In these two papier collés, Picasso constructed the structural composition of the male figure, his body and face in each respective work, with a combination of pasted papers and linear outlines. Picasso has utilized the same forms for the figure’s face in the present work: the two lines that appear like the number “7” derive from the simplified sign that the artist used to demarcate the man’s profile—his brow, eyes, nose and mouth—all rendered with this impressively simple shape. Likewise, the origin of the two semi-circles in the present work—one filled in with black gouache, the other a pencil outline—can be traced back to these works, this form used to denotate a more volumetric depiction of his face as well as the guitar in the center.
Homme à la guitare also demonstrates the playful, often sometimes ribald nature of Picasso’s papier collés. These works introduced a novel sense of humor into the seemingly cerebral cubist movement, as both artists entered into private pictorial jokes with one another, using puns and word play that add another layer of artistic aptitude to these works. Robert Rosenblum has explored the meaning of the typography and words that intersect Picasso’s compositions of this time, including the present work (op. cit., 1973, p. 53). In this composition, Picasso has cropped the concert advertisement poster in such a way that it reads, “CE SOIR GRAN CON,” thereby taking on another meaning as this also reads as a popular French insult. Clearly pleased with this double meaning, he reused this motif in another work the following year (Guitare et bouteille, Philadelphia Museum of Art).

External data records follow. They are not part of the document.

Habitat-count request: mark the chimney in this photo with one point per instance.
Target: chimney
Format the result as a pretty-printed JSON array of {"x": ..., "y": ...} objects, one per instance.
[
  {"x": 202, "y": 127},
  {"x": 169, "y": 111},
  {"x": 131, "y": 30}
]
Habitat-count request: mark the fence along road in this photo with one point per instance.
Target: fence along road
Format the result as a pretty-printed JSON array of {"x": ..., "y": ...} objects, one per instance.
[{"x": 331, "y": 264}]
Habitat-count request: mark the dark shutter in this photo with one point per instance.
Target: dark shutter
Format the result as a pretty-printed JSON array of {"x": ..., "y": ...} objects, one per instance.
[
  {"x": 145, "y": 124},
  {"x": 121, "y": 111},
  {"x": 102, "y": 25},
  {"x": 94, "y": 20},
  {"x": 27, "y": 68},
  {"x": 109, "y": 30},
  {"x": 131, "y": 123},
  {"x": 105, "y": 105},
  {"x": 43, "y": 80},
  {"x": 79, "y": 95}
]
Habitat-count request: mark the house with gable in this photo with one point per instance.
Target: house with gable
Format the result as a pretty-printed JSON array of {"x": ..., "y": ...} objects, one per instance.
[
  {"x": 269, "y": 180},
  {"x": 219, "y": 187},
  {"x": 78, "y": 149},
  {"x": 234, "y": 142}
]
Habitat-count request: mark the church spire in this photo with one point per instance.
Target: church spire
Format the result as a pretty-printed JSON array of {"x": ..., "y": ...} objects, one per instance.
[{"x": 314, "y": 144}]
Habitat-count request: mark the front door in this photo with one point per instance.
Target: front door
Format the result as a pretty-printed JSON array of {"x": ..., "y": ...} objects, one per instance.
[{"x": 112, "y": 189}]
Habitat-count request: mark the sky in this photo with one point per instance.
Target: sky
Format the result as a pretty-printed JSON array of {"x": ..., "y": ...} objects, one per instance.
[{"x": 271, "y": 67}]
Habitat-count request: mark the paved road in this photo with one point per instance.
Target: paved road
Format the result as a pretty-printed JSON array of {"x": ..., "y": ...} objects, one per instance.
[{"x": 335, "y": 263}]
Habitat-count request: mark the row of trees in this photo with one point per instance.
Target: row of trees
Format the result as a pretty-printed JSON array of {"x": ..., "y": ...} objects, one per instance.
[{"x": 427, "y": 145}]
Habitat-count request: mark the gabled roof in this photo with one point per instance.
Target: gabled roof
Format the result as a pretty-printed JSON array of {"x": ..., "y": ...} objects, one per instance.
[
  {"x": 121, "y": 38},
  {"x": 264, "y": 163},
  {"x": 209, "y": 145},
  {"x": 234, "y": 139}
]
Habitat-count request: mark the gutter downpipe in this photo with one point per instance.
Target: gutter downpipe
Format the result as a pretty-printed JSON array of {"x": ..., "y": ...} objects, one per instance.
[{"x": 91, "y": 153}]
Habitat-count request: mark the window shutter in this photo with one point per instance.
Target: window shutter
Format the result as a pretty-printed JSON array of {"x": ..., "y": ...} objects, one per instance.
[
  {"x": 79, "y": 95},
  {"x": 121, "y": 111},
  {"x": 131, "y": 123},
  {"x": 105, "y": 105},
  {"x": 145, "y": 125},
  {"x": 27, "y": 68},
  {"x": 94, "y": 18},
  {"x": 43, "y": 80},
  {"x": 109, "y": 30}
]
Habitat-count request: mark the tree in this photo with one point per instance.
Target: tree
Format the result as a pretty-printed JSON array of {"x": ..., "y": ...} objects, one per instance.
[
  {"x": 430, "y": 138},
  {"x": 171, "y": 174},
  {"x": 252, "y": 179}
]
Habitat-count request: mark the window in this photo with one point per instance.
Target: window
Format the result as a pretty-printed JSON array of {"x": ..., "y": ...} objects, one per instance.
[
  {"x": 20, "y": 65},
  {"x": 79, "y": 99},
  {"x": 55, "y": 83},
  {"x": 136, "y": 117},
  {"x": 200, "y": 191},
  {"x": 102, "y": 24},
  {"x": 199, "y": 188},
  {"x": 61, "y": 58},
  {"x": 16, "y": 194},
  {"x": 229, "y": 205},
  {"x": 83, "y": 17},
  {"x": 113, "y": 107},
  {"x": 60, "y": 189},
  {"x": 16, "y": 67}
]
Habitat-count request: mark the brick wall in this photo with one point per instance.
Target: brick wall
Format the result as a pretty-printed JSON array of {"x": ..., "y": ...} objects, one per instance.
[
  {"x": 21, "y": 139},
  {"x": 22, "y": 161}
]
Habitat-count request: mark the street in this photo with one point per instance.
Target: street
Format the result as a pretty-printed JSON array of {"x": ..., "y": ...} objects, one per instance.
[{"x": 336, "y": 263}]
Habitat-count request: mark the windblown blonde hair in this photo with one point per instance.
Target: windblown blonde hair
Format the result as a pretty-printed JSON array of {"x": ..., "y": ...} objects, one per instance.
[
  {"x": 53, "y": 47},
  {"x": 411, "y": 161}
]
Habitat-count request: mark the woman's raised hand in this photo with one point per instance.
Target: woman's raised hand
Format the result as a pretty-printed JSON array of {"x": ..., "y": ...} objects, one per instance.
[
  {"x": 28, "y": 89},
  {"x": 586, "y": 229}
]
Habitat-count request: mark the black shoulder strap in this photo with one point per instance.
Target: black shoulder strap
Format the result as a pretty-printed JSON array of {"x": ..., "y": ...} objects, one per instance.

The present work was formerly in the legendary collection of the American industrialist and philanthropist, Walter P. Chrysler, Jr. The son of the Chrysler Corporation founder, Chrysler had begun to collect art at a young age. His dedication to art was reflected both in his influential activities on the behalf of the fledgling Museum of Modern Art in New York and in his legacy to the museum that bears his own name in Norfolk, Virginia. After graduating from Dartmouth College, Chrysler traveled around Europe where he met Picasso, Braque, Juan Gris, Fernand Léger, and Henri Matisse, among many others. He collected objects ranging from stamps to glass as well as Old Master paintings, but much of his impetus went into collecting the works of Impressionist and Modern masters, including Picasso’s Homme à la guitare.